The Washington Metrorail Safety Commission voted unanimously to adopt three investigation reports presented in the meeting, covering incidents from February 2025.
Key findings from the adopted reports:
- Whiskey0411 (02/14/2025, West Falls Church yard): A rail vehicle operator moved the wrong cars and passed a red signal while conducting a yard move. Investigators cited lack of situational awareness, unfamiliarity with the yard, ineffective supervisory oversight, miscommunication among personnel, and delayed reporting (the event was reported to WMSC well outside the required two-hour window). The train operator, student interlocking operator, and supervising interlocking operator were removed from service for post-incident testing. Recommended corrective actions include refresher training and safety campaigns on signal compliance and communications.
- Whiskey0412 (02/23/2025, Grosvenor/Largo operations during track work): Train 155 departed Grosvenor without permission while operating under stop-and-proceed rules for temporary terminal operations; the operator had switched off the OPS1 radio believing communication was not required. Investigators cited failure to follow operating rules and procedures; the train was removed from service and the operator was relieved for post-event toxicology testing and inspection.

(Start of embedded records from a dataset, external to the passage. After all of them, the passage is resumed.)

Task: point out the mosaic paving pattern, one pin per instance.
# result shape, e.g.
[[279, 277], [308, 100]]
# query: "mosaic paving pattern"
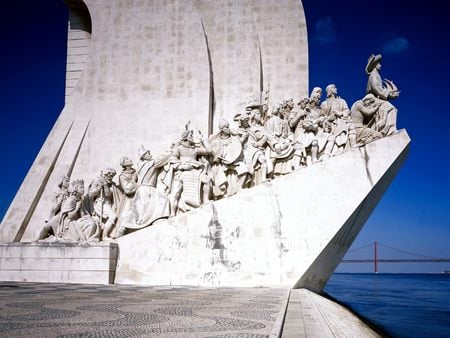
[[73, 310]]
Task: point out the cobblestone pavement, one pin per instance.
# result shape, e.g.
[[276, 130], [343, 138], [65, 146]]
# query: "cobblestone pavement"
[[74, 310]]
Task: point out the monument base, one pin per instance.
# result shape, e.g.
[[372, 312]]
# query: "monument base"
[[93, 263]]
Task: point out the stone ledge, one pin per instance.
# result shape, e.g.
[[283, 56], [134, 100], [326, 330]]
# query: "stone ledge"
[[58, 262]]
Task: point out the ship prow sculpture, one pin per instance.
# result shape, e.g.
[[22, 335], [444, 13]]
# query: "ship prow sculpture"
[[234, 192]]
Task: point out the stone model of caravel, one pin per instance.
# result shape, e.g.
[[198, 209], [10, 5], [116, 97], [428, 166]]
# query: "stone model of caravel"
[[189, 152]]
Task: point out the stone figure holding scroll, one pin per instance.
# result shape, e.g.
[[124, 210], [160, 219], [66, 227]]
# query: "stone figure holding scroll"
[[384, 91], [60, 195], [73, 222], [363, 113], [191, 183], [104, 201], [253, 146], [342, 126], [230, 172], [142, 204]]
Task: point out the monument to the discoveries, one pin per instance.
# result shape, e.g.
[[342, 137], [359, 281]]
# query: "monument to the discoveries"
[[194, 117]]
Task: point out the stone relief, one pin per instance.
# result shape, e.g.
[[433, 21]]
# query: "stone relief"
[[263, 144]]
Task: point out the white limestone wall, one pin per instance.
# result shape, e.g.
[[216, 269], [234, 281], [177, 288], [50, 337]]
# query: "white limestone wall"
[[291, 231]]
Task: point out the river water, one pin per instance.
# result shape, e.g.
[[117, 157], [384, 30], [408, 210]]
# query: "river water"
[[403, 305]]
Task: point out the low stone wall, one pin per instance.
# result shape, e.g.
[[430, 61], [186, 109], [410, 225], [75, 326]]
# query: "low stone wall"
[[58, 262]]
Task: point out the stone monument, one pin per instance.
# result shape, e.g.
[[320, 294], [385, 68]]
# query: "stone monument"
[[244, 179]]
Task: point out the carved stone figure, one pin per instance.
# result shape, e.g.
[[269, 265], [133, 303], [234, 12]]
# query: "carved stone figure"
[[384, 90], [76, 224], [60, 196], [104, 201], [143, 204], [281, 149], [191, 183], [253, 145], [230, 173], [339, 115], [73, 223], [363, 115], [316, 140]]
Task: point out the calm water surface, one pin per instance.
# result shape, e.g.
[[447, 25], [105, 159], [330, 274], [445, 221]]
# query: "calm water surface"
[[404, 305]]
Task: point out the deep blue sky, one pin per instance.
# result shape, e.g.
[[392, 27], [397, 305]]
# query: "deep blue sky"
[[413, 37]]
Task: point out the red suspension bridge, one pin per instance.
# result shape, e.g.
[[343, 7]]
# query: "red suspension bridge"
[[408, 257]]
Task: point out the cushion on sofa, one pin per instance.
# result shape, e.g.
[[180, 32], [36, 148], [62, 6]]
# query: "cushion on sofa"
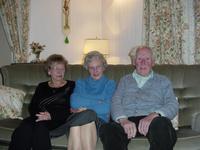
[[11, 102]]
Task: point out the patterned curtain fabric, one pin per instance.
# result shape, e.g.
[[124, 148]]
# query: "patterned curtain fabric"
[[164, 28], [196, 5], [14, 15]]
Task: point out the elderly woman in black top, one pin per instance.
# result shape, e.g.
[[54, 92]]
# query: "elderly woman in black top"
[[49, 109]]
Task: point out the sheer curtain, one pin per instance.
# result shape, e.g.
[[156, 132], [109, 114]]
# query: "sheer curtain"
[[172, 30], [196, 5], [15, 19]]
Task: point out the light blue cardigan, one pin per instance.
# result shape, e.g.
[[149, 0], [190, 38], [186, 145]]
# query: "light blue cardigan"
[[95, 95]]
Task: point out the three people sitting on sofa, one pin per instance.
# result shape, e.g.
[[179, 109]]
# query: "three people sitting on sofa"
[[143, 104]]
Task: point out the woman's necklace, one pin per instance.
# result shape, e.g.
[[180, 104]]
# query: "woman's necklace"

- Whiskey0413 (02/25/2025, Waterfront Station): A reported assault escalated to a shooting on the mezzanine leading to an evacuation and unified command with Metropolitan Police Department (MPD), Metro Transit Police Department (MTPD), and DC Fire/EMS. One customer sustained a non-life-threatening gunshot wound. Green Line service bypassed Waterfront Station until unified command ended at 11:10 p.m.
Commission action and votes: The commission moved and seconded adoption of Whiskey0411 through Whiskey0413; the roll-call vote was 6 yays and 0 nays.
Why this matters: The reports highlight both operational and public-safety risks: operator territory familiarization, radio/communication protocol adherence during temporary operations, and station-level violent incidents requiring coordinated emergency response.
Next steps: WMSC recommended corrective actions (refresher training, revised territory-familiarization approaches, and communication protocol improvements) and will monitor WMATA's implementation of related CAPs during upcoming audits and inspections.